A modest bout of profit taking in gold, in big part driven by hedge fund liquidations at the end of Q2, has pushed spot price by less than 7% from the all time high, and a variety of bears have crawled out of the woodwork screaming the end of the gold bull market. In the grand scheme of thing this is rather myopic. It was precisely the same quantitative easing the provided the impetus for gold's straight line rise from just over $800 to $1270 in the span of a year as faith in the future of monetary currencies has progressively disappeared, that will serve as the springboard for the next major move higher: and with the Fed now days away from announcing some iteration of its brand new monetization scheme, the days where gold can be purchased cheap may be ending. For those still relatively new to the gold market below is a useful recap of the major developments for the world's best performing asset in Q2 courtesy of the World Gold Council.
- Heightened investor activity supported an upward trend in the gold price throughout the quarter; on several occasions breaking record highs and reaching US$1,261.00/oz on the London PM fix on 28 June, as investors sought out assets offering protection, diversification and liquidity.
- Investors bought 273.8 net tonnes of gold via exchange traded funds (ETFs) in Q2 2010. This represents the second largest quarterly inflow on record and brought the total amount of gold held in the ETFs that the WGC monitors to over 2,000 tonnes (worth US$81.6 billion). In particular, SPDR Gold Shares (GLD) surpassed the US$50 billion milestone.
- In the early part of the second quarter, many currencies around the globe not only fell against the US dollar but also experienced higher levels of volatility as credit woes in Europe had a negative impact on the outlook for the euro and the British pound. While the dollar appeared to fare better, investors sought out gold as a currency alternative as evidenced by large purchases of coins and small bars around the globe.
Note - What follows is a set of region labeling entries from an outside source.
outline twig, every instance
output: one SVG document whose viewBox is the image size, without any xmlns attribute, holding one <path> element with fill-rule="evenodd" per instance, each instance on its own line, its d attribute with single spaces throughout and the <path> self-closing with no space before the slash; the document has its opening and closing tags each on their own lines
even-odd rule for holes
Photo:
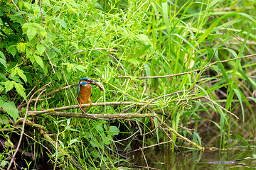
<svg viewBox="0 0 256 170">
<path fill-rule="evenodd" d="M 213 104 L 218 106 L 218 107 L 220 107 L 221 109 L 224 110 L 225 111 L 228 112 L 228 113 L 230 113 L 230 115 L 235 116 L 237 119 L 239 119 L 239 118 L 235 115 L 234 113 L 233 113 L 232 112 L 228 110 L 227 109 L 225 109 L 225 108 L 223 108 L 223 106 L 221 106 L 220 105 L 219 105 L 218 103 L 217 103 L 216 102 L 215 102 L 214 101 L 210 99 L 209 98 L 206 97 L 206 96 L 202 96 L 203 98 L 208 100 L 209 101 L 210 101 L 211 103 L 213 103 Z"/>
<path fill-rule="evenodd" d="M 28 106 L 29 106 L 29 103 L 31 102 L 31 100 L 33 98 L 33 96 L 38 91 L 44 89 L 44 88 L 49 85 L 50 83 L 47 84 L 46 85 L 43 86 L 43 87 L 40 88 L 38 90 L 37 90 L 35 93 L 33 93 L 32 94 L 32 96 L 31 96 L 28 103 L 27 103 L 27 106 L 26 106 L 26 113 L 25 113 L 25 116 L 24 116 L 24 120 L 23 121 L 23 124 L 22 124 L 22 130 L 21 130 L 21 136 L 20 136 L 20 138 L 19 138 L 19 140 L 18 140 L 18 144 L 17 144 L 17 149 L 15 151 L 14 155 L 13 155 L 13 159 L 11 159 L 11 162 L 10 162 L 10 164 L 8 166 L 8 168 L 7 168 L 7 170 L 9 170 L 11 166 L 11 164 L 15 159 L 15 156 L 16 154 L 17 154 L 18 152 L 18 148 L 20 147 L 21 146 L 21 140 L 22 140 L 22 137 L 23 137 L 23 132 L 24 132 L 24 130 L 25 130 L 25 124 L 26 124 L 26 117 L 28 115 Z"/>
<path fill-rule="evenodd" d="M 90 48 L 90 49 L 87 49 L 88 50 L 110 50 L 110 51 L 118 51 L 118 50 L 115 50 L 115 49 L 111 49 L 111 48 Z M 80 51 L 77 51 L 75 52 L 74 53 L 73 53 L 72 55 L 70 55 L 68 56 L 67 56 L 66 58 L 68 58 L 75 54 L 80 53 L 81 52 L 85 52 L 87 50 L 80 50 Z"/>
<path fill-rule="evenodd" d="M 32 90 L 31 90 L 31 91 L 29 91 L 28 94 L 26 96 L 26 98 L 28 98 L 28 97 L 31 95 L 31 92 L 35 89 L 35 88 L 36 88 L 36 86 L 37 86 L 37 84 L 32 88 Z M 24 101 L 25 101 L 25 99 L 23 99 L 23 101 L 21 101 L 21 104 L 18 106 L 17 110 L 19 110 L 19 109 L 21 108 L 21 106 L 22 106 L 22 105 L 23 105 L 23 103 Z"/>
<path fill-rule="evenodd" d="M 40 97 L 40 96 L 46 91 L 46 89 L 43 89 L 42 90 L 42 91 L 39 94 L 38 96 L 37 96 L 36 99 L 36 102 L 35 102 L 35 106 L 34 106 L 34 110 L 35 111 L 36 111 L 36 103 L 38 101 L 38 98 Z"/>
<path fill-rule="evenodd" d="M 233 58 L 233 59 L 230 59 L 230 60 L 222 60 L 222 61 L 217 61 L 215 62 L 210 64 L 209 64 L 208 66 L 207 66 L 205 69 L 206 69 L 207 68 L 210 67 L 210 66 L 215 65 L 218 63 L 222 63 L 222 62 L 230 62 L 233 60 L 239 60 L 239 59 L 242 59 L 242 58 L 247 58 L 247 57 L 254 57 L 256 56 L 256 54 L 255 55 L 245 55 L 245 56 L 242 56 L 242 57 L 237 57 L 237 58 Z M 173 76 L 182 76 L 182 75 L 185 75 L 185 74 L 192 74 L 193 72 L 198 72 L 200 71 L 200 69 L 194 69 L 193 71 L 189 71 L 187 72 L 183 72 L 183 73 L 178 73 L 178 74 L 169 74 L 169 75 L 164 75 L 164 76 L 118 76 L 117 78 L 125 78 L 125 79 L 156 79 L 156 78 L 166 78 L 166 77 L 173 77 Z"/>
<path fill-rule="evenodd" d="M 48 93 L 47 94 L 47 96 L 50 96 L 50 95 L 52 95 L 55 93 L 57 93 L 60 91 L 62 91 L 62 90 L 64 90 L 64 89 L 67 89 L 68 88 L 70 88 L 70 87 L 73 87 L 73 86 L 76 86 L 78 85 L 78 83 L 76 83 L 76 84 L 70 84 L 70 85 L 68 85 L 68 86 L 64 86 L 64 87 L 61 87 L 61 88 L 59 88 L 58 89 L 55 89 L 55 90 L 53 90 L 52 91 L 50 91 L 50 93 Z M 43 94 L 43 96 L 46 96 L 46 94 Z"/>
<path fill-rule="evenodd" d="M 159 146 L 160 144 L 166 144 L 166 143 L 169 143 L 171 142 L 171 140 L 169 140 L 169 141 L 166 141 L 166 142 L 161 142 L 161 143 L 159 143 L 159 144 L 152 144 L 152 145 L 150 145 L 150 146 L 147 146 L 147 147 L 143 147 L 143 149 L 146 149 L 146 148 L 149 148 L 149 147 L 156 147 L 156 146 Z M 132 152 L 136 152 L 136 151 L 139 151 L 141 149 L 134 149 L 134 150 L 132 150 L 132 151 L 130 151 L 130 152 L 127 152 L 126 153 L 124 154 L 124 155 L 126 155 L 126 154 L 128 154 L 129 153 L 132 153 Z"/>
<path fill-rule="evenodd" d="M 122 141 L 124 141 L 124 140 L 129 140 L 129 138 L 131 138 L 132 137 L 133 137 L 134 135 L 135 135 L 135 134 L 137 134 L 139 131 L 139 130 L 138 130 L 136 132 L 134 132 L 134 134 L 132 134 L 131 136 L 128 137 L 127 138 L 123 139 L 123 140 L 110 140 L 109 138 L 107 138 L 107 137 L 105 137 L 105 138 L 106 138 L 107 140 L 110 140 L 110 141 L 114 142 L 122 142 Z"/>
<path fill-rule="evenodd" d="M 134 101 L 119 101 L 119 102 L 106 102 L 106 103 L 93 103 L 91 106 L 90 103 L 88 104 L 82 104 L 82 107 L 89 107 L 89 106 L 111 106 L 111 105 L 137 105 L 137 106 L 142 106 L 145 103 L 137 103 Z M 73 109 L 73 108 L 80 108 L 80 105 L 71 105 L 64 107 L 55 108 L 50 108 L 46 109 L 44 110 L 40 111 L 28 111 L 28 115 L 40 115 L 46 113 L 50 113 L 53 111 L 60 111 L 64 110 Z"/>
<path fill-rule="evenodd" d="M 146 162 L 146 169 L 149 169 L 149 164 L 147 164 L 147 161 L 146 161 L 146 156 L 145 154 L 144 154 L 144 152 L 142 150 L 142 149 L 141 147 L 139 147 L 140 150 L 142 151 L 142 155 L 143 155 L 143 158 L 145 160 L 145 162 Z"/>
<path fill-rule="evenodd" d="M 38 4 L 39 4 L 39 8 L 40 8 L 40 11 L 41 11 L 40 13 L 41 13 L 41 17 L 42 17 L 42 27 L 43 27 L 43 18 L 42 8 L 41 8 L 41 0 L 39 0 Z"/>
<path fill-rule="evenodd" d="M 52 112 L 46 115 L 52 116 L 62 116 L 65 118 L 88 118 L 88 119 L 103 119 L 103 120 L 115 120 L 115 119 L 129 119 L 134 118 L 149 118 L 156 117 L 156 113 L 129 113 L 125 114 L 83 114 L 73 112 Z"/>
<path fill-rule="evenodd" d="M 124 70 L 124 72 L 125 76 L 127 76 L 127 73 L 125 69 L 124 68 L 124 67 L 122 66 L 122 64 L 121 64 L 121 62 L 119 62 L 119 61 L 118 61 L 117 59 L 114 55 L 110 55 L 110 56 L 112 57 L 117 62 L 117 63 L 118 63 L 119 64 L 120 64 L 121 68 L 122 68 L 122 69 Z M 127 81 L 127 79 L 124 80 L 123 84 L 122 85 L 122 86 L 124 86 L 125 85 L 126 81 Z"/>
</svg>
- Many assets, including global equities and commodities, experienced a period of pronounced volatility, in some instances surpassing levels seen during the first quarter of 2009. Gold price volatility, however, remained much lower than many of these assets during the period, meaning gold outperformed versus S&P 500 Total Return Index, the MSCI World ex US Index and S&P Goldman Sachs Commodities Index (S&P GSCI) on a risk-adjusted basis.
- In Q2 2010, the diversity of gold’s demand base, less driven by industrial uses as many other commodities, meant that gold was one of the best performing commodities. Oil fell by 9.1% and, similarly, metals with a greater degree of exposure to industrial cycles fell substantially: zinc, nickel and lead dropping by more than 20.0% quarter-on-quarter. Even platinum and palladium posted quarterly losses on the order of 6.7% and 7.9%, respectively.